幸いなことに先ほど述べた設計の順番がおかしい問題には気付いているのです。
IT業界における建築士(アーキテクト)のような人たちを、建設業界にならってITアーキテクトやシステムアーキテクトと言います。IT業界には建築士が不足しているのです。
今回紹介した大企業の炎上プロジェクトでは、画面や機能1個1個の設計はできるけど、全体設計ができていませんでした。まさしく建築士すなわちアーキテクトがいなかったのです。

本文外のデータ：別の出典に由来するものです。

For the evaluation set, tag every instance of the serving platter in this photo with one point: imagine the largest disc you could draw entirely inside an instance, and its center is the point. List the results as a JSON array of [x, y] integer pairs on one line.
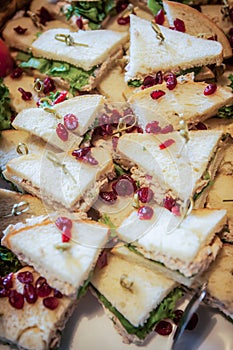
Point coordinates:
[[89, 328]]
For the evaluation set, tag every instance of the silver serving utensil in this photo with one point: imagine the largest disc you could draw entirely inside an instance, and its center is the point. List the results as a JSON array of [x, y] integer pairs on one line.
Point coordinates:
[[192, 307]]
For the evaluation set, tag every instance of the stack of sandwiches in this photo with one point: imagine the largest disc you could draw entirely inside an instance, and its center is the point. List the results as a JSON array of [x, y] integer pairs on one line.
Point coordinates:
[[139, 267]]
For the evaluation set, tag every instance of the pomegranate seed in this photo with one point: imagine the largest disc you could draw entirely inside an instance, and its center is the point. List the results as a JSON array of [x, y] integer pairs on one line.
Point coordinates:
[[176, 210], [4, 292], [49, 85], [179, 25], [102, 259], [29, 293], [79, 22], [20, 30], [167, 129], [109, 197], [169, 203], [16, 299], [16, 73], [166, 144], [115, 140], [145, 194], [61, 97], [26, 95], [66, 234], [124, 186], [57, 294], [51, 303], [123, 20], [62, 132], [25, 277], [178, 315], [62, 222], [153, 127], [210, 89], [193, 322], [156, 94], [160, 18], [71, 121], [163, 328], [201, 126], [145, 213], [42, 287], [149, 81], [7, 281], [44, 15]]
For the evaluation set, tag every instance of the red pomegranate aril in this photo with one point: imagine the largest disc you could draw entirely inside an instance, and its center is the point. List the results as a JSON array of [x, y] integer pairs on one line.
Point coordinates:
[[57, 294], [210, 89], [62, 132], [51, 303], [166, 144], [66, 234], [145, 213], [177, 316], [16, 299], [70, 121], [25, 277], [124, 186], [145, 194], [43, 290], [62, 222], [30, 293], [16, 73], [167, 129], [20, 30], [153, 127], [193, 322], [49, 85], [169, 202], [156, 94], [201, 126], [4, 292], [102, 259], [123, 20], [163, 328], [26, 95], [179, 25], [79, 22], [7, 281], [159, 17], [109, 197]]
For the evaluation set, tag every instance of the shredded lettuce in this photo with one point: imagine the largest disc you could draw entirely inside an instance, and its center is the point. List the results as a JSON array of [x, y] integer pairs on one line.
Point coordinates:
[[5, 109], [8, 262], [164, 310], [77, 77]]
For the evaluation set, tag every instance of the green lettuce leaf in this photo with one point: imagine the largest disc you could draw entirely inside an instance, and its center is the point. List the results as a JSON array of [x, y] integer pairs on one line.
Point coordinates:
[[8, 262], [5, 109], [164, 310]]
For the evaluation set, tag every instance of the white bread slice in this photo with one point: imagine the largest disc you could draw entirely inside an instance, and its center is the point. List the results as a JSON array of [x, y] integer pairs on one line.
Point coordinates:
[[38, 243], [196, 23], [178, 51], [43, 124], [218, 275], [187, 245], [10, 198], [34, 326], [11, 139], [24, 41], [171, 167], [148, 289], [187, 100], [86, 57], [60, 178]]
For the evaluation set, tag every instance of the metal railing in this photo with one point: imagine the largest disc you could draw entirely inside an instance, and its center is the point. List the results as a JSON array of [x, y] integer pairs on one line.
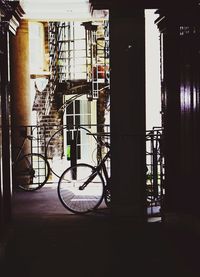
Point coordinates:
[[64, 145], [155, 174]]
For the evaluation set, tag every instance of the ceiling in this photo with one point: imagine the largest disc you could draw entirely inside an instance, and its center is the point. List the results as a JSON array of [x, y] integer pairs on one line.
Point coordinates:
[[56, 10]]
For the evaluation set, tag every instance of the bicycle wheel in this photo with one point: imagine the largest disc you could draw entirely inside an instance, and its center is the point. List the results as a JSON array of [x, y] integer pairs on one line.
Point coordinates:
[[31, 172], [77, 200]]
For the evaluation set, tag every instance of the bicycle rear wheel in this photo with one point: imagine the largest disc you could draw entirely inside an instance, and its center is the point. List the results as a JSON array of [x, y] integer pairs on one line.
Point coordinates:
[[31, 172], [85, 200]]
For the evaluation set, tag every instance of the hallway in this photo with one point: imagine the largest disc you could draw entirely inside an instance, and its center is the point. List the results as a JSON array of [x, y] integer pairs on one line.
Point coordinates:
[[47, 241]]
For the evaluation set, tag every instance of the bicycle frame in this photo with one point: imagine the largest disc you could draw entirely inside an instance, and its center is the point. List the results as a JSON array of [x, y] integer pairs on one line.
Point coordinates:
[[98, 168]]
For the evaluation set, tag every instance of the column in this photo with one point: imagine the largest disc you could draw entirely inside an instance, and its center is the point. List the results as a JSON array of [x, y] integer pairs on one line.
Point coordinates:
[[20, 85], [181, 120], [127, 58], [20, 76]]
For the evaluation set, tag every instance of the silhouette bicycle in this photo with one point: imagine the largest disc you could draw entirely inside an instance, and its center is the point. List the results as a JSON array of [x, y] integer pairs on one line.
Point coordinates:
[[83, 187]]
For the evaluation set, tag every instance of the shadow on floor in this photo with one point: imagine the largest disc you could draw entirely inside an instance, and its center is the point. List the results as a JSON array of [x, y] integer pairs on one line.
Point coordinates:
[[48, 241]]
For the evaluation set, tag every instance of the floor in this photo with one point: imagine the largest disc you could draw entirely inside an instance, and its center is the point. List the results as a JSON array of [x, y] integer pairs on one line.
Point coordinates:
[[48, 241]]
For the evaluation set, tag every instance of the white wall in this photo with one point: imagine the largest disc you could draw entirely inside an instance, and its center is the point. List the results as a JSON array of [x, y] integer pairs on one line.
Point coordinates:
[[153, 91]]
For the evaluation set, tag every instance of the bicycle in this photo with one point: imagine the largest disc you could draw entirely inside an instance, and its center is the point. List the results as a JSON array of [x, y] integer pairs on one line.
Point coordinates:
[[32, 170], [83, 187]]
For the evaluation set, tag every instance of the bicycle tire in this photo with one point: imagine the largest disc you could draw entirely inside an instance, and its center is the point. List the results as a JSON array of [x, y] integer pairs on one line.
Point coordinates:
[[76, 200], [31, 172]]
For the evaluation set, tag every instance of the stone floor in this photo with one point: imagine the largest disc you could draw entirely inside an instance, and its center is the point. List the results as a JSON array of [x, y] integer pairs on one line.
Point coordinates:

ちなみにアーキテクトが何かということについては、読書記録があるので、こちらを参考にしてみてください。
アーキテクトを目指してみるのもいいと思った
私はIT業界でずっとプレイングマネージャーというスタイルでやってきました。
やっぱり私が好きなのも追求したいのもマネジメントと顧客のビジネス課題の解決です。
しかし最近はアーキテクトのスキルも身に着けた方がいいと感じています。
今回の記事を書くきっかけになったのも、今思えばあのプロジェクトはアーキテクトがいなかったんだなと思ったからです。
アーキテクトの勉強をすれば、システムの全体設計ができるようになり、顧客のビジネス課題の解決により貢献できます。
つまりマネジメントもアーキテクトもできるようになれば、顧客にとってとても嬉しいはずなのです。活躍の場はきっと増えるでしょう。
というわけで私はアーキテクトの勉強と経験を積んでみようと思います。
もちろんITエンジニアにとってアーキテクトは有力な選択肢だと思いますので、基本設計から実装、テストまで一通りの工程の経験を十分詰んだ方は目指してみてはいかがでしょうか?
終わりに
知識や経験が増えれば、過去の経験から学べることがなお増えますね。特に知識の幅を広げたときにそう感じます。
私は今までマネジメントとビジネスに重点を置いて勉強してきたのですが、技術面も強化すれば、技術面でイケていなかったことを過去のプロジェクトから学べると思うのです。
この記事はあくまでも一例ですが、キャリアの選択肢を考える参考になればと思います。
特に全体設計がイケてないプロジェクトを経験した方は、アーキテクトという選択肢を考えてみるのはいかがでしょうか?